The Soldier is the god of every poor soul who finds himself alienated on a battlefield, with vicious enemies on one side and commands that appear to originate from madmen on the other. The Soldier is the god of stoicism, of duty, of determination even as the world around you seems to be falling apart. On another level, the Soldier is all about fidelity to oneself: sticking true to one's principles right to the bitter and bloody end.
Right now the Soldier is worried. (The Soldier is always worried, but now moreso.) It's worried because it can see the Gods getting killed off one by one as their power drops. It suspects that some sort of final battle might be drawing near. If not a battle, then definitely a conflict. Either of those possibilities is better than going silently off into the long night-- if it goes, the Soldier definitely plans on going out kicking and screaming.
The Soldier is especially worried because the best method it can think of for achieving this is strengthening humanity's ties to the core concept of the deities, and that means starting wars. But being the incarnation of the front-line trooper, the Soldier is quite aware of the reality of the front line of war. If it starts war, lots and lots of the very people it embodies will die a horrible, horrible death, and that can't be good for it. It is going to have to kill itself in order to live longer. But then, paradoxes and dilemmas-- especially those involving death-- are the Soldier's bread and meat.
The Soldier's barge is a battered, rusty chariot pulled by two clapped-out horses that seem to be forever nearing death. It is manned by the few followers of the Soldier who stayed firm right to the bitter end: they now serve as an eternal honour guard for him as his chariot journeys between the stars.
Kyla Ornishee was a housewife in Vintaro who happened to be in the wrong place at the wrong time. The wrong place was at home with five children. The wrong time was when the Empire's troops attacked Vintaro with the express intention of abducting each first-born.
Kyla hadn't been trained in combat and she only had the clothes she stood up in, but somehow she managed while defending her eldest child to rout the squad of soldiers who burst into her house using only a kitchen knife. When reenforcements arrived, they found her clad in archaic-looking armour, wielding a dull greatsword with light pouring from her eyes. The Empire were butchered to a man, and Kyla... vanished.
She still lives on in urban legends. They all take the same form: a meek, mild-mannered woman is being made to suffer in silence: maybe by her loutish oaf of a husband, maybe by a callous, sexist bureaucracy, or maybe even by a group of vindictive, gossiping old wives. In the middle of the night, a tall lady in a housewife's uniform walks straight into the perpetrator's home armed only with a frying-pan, rolling pin, or other such household implement, and proceeds to bludgeon them to death, vanishing by the next morning.

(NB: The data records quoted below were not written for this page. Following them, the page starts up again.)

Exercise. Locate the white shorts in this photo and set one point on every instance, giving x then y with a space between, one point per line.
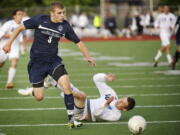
15 49
3 56
165 38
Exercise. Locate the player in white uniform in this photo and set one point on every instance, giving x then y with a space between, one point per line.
105 108
165 23
5 32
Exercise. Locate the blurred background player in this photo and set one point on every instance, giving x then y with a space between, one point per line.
5 31
177 53
44 59
165 23
105 108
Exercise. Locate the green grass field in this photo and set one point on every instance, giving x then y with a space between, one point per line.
157 94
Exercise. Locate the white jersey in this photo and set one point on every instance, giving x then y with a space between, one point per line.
165 22
8 28
98 111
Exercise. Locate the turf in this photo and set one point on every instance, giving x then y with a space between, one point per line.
157 95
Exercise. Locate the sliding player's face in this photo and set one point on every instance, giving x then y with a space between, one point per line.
166 9
18 17
58 14
122 103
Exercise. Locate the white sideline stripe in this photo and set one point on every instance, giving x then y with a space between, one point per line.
90 74
61 108
126 86
128 79
89 123
93 96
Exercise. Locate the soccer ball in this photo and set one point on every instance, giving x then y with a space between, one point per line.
137 124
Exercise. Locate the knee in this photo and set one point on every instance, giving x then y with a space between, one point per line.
79 95
83 96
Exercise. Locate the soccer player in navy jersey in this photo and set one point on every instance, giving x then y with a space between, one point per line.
177 53
43 55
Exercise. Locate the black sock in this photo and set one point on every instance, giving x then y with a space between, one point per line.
69 102
176 56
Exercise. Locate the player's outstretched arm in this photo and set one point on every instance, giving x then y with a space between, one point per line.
13 36
85 52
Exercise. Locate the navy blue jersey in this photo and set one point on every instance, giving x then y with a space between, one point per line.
178 23
47 35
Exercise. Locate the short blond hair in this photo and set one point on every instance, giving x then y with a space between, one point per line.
56 5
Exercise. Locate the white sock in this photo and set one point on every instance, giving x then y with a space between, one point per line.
159 54
169 58
11 75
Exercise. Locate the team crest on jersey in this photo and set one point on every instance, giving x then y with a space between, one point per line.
60 27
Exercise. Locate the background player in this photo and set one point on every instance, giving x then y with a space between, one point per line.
105 108
44 59
5 32
165 23
177 53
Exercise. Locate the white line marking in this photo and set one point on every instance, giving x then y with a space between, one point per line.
125 86
94 96
61 108
117 80
89 74
88 123
45 28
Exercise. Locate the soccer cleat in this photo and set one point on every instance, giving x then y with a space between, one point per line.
9 85
74 124
25 92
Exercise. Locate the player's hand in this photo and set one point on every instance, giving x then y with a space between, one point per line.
7 48
109 100
91 61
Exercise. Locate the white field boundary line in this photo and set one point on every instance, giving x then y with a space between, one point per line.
91 74
128 79
126 86
88 123
61 108
94 96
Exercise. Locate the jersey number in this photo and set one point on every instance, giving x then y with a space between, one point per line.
50 39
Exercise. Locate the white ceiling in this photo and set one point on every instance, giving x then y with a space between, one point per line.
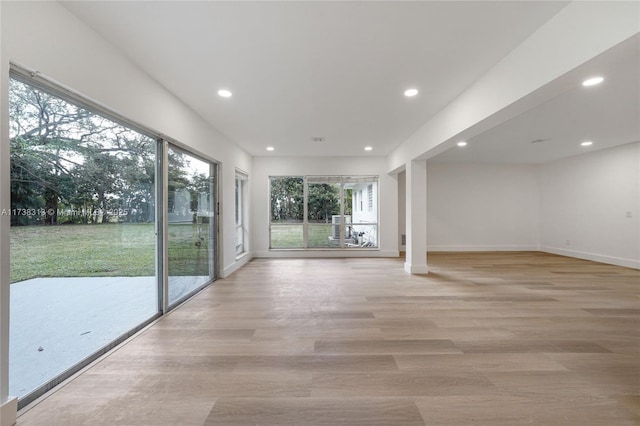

Sergeant Bluster has always been something of a legend in the Empire's army. Private after private claims to have served under him, though his name never turns up anywhere in the army's paperwork. He's variously described as fat, thin, red-cheeked, pale, calm and vigorous. What never changes are his actions. He's an inspirational leader. He is determined, he is down-to-earth, he fights like a tiger to protect his men, and he never, ever, *ever* gives up.
The truth is that the real Sergeant Bluster is not a member of the army. He's the head of a cult worshipping the Soldier. Their members have infiltrated the army and spread their gossip about him, telling war-stories and anecdotes about the terrifyingly inspirational leader who used to command their unit. From time to time, particularly talented members have even passed themselves off as the Sergeant in order to convert whole platoons. Not to the inner ring of the cult, but to the simple belief that Sergeant Bluster is out there somewhere, looking after people. Every time someone makes a joke about him, every time a private hears the story, Sergeant Bluster gains a little more power.
Lieutenant Sternos doesn't know what the hell's going on. It all started when as a Captain he copied the code QDC (Area secured) instead of ODC (Send backup immediately) and caused the deaths of a hundred men. Since then, everything he does in military intelligence has been jinxed. He's been shuttled back and forth between operations in the hopes of finally getting rid of this walking disaster-area, and just as he was about to be shot for gross misconduct urgent orders came through halting the execution and promoting him to General after one of his blunders inexplicably resulted in a unit advancing fifty miles through enemy territory, destroying all resistance and capturing the enemy capital.
Sternos is, of course, being used. His first little mistake opened his mind up to the Soldier, and the Soldier realised the usefulness of a confused and inept lieutenant in exerting the right kind of control over the Empire's army. It keeps on acting through him, foiling whichever of the Army's plans it wants stopped. Sternos remains oblivious to all of this, though it's said that Sergeant Bluster's men are planning on kidnapping, murdering or converting him; possibly all three. The last five who tried suddenly and inexplicably received orders to march ninety miles across no-man's-land unarmed, and were court-martialled when they refused.